Because Keiko died at a relatively early age, it does not mean that a return to the wild shouldn't be attempted with another orca. Keiko had spent 23 years in captivity and two years acclimating to the wild. Every orca's life experiences and personality will be different. If an animal can be placed with their family pod (which wasn't done in Keiko's case), the chances for success should be much greater. Pods stay together for life and each has their own dialect (much as a northern, southern or eastern accent in the United States ).
Most importantly, no orca should ever be taken from its natural habitat. It should live out its life in with its family group.
Orca Deserts United States Navy
This is the story of a young orca who was captured in 1968 by the Seattle Aquarium near Seattle, Washington. He was named Ishmael and shipped to Point Mugu, California, to begin training with the United States Navy as part of Project Deep Ops.
His basic Navy education began on May 24, 1969. Ishmael was trained to return to his station, allow handling, respond to a recall buzzer attached to his backpack, retrieve an inflated ball with an attached ring, swim through a 10 x 10 foot gate, hold his breath and exhale on acoustic command, and follow a nine-foot outboard boat.
After basic training ended at Point Mugu in December 1969, Ishmael was transferred to Project Deep Ops in Hawaii to start his deep diving assignment.
On 19 February 1971, Ishmael made a dive to 500 feet. On the next trial, he made a shallow dive and returned to the boat.

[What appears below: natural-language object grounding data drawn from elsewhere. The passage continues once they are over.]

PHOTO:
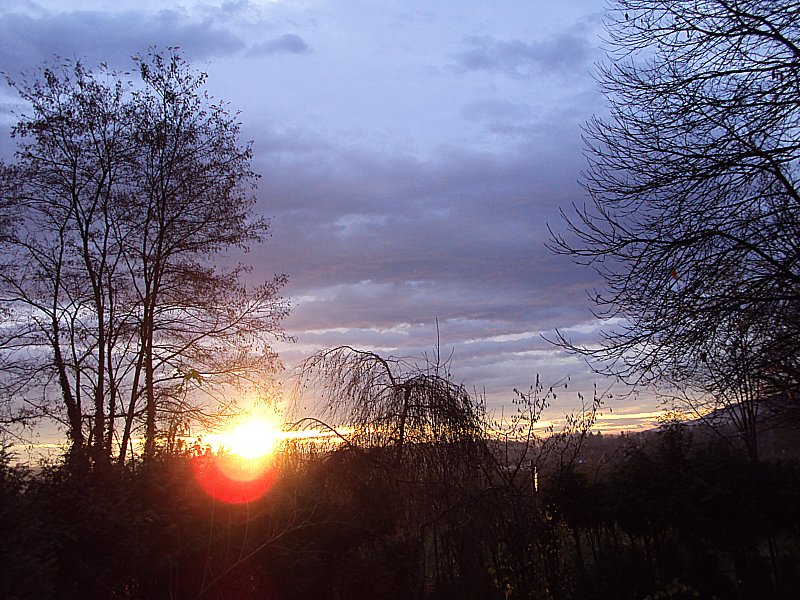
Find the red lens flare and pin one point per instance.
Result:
(234, 479)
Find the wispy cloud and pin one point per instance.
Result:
(288, 43)
(558, 53)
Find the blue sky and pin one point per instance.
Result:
(412, 154)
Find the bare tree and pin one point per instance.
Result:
(122, 195)
(393, 403)
(693, 225)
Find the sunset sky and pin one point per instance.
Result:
(412, 154)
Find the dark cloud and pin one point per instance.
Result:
(287, 43)
(564, 52)
(26, 41)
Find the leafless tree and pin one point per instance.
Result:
(122, 195)
(694, 220)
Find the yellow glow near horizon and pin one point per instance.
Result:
(253, 437)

On the third try, he made another shallow dive, spat out the training device in his mouth, and returned to the boat.
When he surfaced, Ishmael slapped his large tail flukes on the water (lobtailing) and hit the water with his pectoral fins. After he swam a few hundred yards away from the boat, his trainers decided to stop his lessons for the day.

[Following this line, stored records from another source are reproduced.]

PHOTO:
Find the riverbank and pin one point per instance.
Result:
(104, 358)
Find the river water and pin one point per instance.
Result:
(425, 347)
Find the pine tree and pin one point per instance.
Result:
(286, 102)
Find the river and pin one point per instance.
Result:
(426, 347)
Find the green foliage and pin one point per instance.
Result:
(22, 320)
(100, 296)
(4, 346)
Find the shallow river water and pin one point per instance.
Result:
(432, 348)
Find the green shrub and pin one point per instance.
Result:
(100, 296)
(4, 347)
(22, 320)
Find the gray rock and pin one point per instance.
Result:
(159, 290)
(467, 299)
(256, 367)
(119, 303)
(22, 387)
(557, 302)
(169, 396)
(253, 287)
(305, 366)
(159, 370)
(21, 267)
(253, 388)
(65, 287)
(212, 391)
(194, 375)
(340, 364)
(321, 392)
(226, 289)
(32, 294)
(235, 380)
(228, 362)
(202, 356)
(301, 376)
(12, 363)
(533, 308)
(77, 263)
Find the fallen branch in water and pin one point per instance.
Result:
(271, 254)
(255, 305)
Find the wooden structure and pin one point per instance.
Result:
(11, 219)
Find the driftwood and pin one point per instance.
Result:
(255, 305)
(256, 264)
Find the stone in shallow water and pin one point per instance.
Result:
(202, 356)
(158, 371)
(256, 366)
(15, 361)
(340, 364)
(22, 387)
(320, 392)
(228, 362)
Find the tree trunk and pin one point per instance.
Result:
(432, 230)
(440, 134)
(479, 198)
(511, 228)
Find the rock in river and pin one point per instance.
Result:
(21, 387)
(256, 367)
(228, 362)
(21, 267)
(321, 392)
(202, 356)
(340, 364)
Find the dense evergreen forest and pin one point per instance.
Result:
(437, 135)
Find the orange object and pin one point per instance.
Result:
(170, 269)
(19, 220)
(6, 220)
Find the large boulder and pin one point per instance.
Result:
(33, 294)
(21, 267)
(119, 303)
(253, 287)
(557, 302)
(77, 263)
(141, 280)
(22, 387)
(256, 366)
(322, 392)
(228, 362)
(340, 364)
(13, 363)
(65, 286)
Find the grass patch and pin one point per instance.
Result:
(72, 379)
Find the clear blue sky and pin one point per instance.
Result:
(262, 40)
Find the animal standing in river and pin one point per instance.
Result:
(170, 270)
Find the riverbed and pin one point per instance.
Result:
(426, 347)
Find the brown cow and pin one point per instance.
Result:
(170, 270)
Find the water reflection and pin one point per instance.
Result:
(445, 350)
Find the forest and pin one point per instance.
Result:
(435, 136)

But Ishmael had a different plan. He started swimming toward the channel entrance and never looked back. He refused to respond to radio signals transmitted via his backpack. The Navy sped after him. When last sighted, Ishmael was outside the channel entrance. Despite a search for several days by boat and air, Ishmael was never seen again …at least not by the Navy.
In Memory of Wally
Wally was one of the marine mammal stars at Knott’s Berry Farm, Buena Park, California, over a decade ago. Since that time, Knott’s has discontinued the practice of captive dolphins, a project that Save The Whales worked on.
Wally, a 10-year-old Atlantic bottlenose dolphin, died of congestive heart failure. He was a big attraction and appeared with two other dolphins, Katie and Tai. The trio was moved to Magic Mountain while their pool was cleaned. Veterinarian Joe Alexander did not believe the move contributed to Wally’s death but stated that bottlenose dolphins usually live to their late 20s.

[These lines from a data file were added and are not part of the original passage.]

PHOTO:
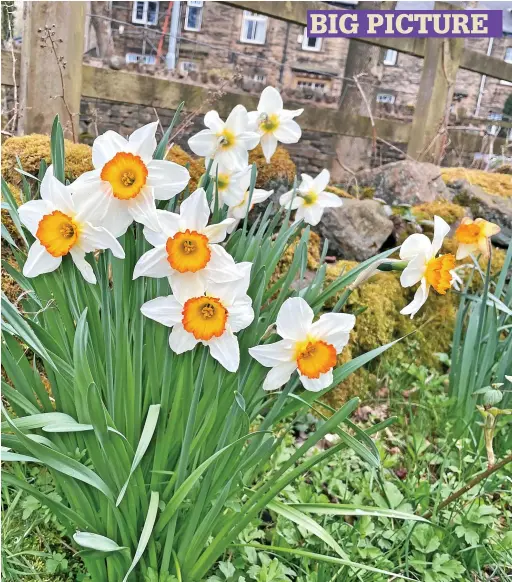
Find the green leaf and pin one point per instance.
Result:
(145, 439)
(146, 532)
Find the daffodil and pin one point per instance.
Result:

Deaths like Wally’s occur frequently. But the public usually doesn’t know, as the parks keep this negative news from the public. At Sea World all of the orcas are called “Shamu,” so the death of an orca may go unnoticed.
Another Aquarium Death
A female bottlenose dolphin named Sharky died during last the week of April 2008 at Discovery Cove in Orlando, Florida, when she collided with another dolphin in a show. This is another tragic story of an animal kept in captivity.
Around the world, about 1,000 dolphins are held captive by the “entertainment” industry where they are forced to spend their abbreviated lives performing as a tourist attraction. As a tourist, you can make a choice not to attend these programs with their inherent animal cruelty.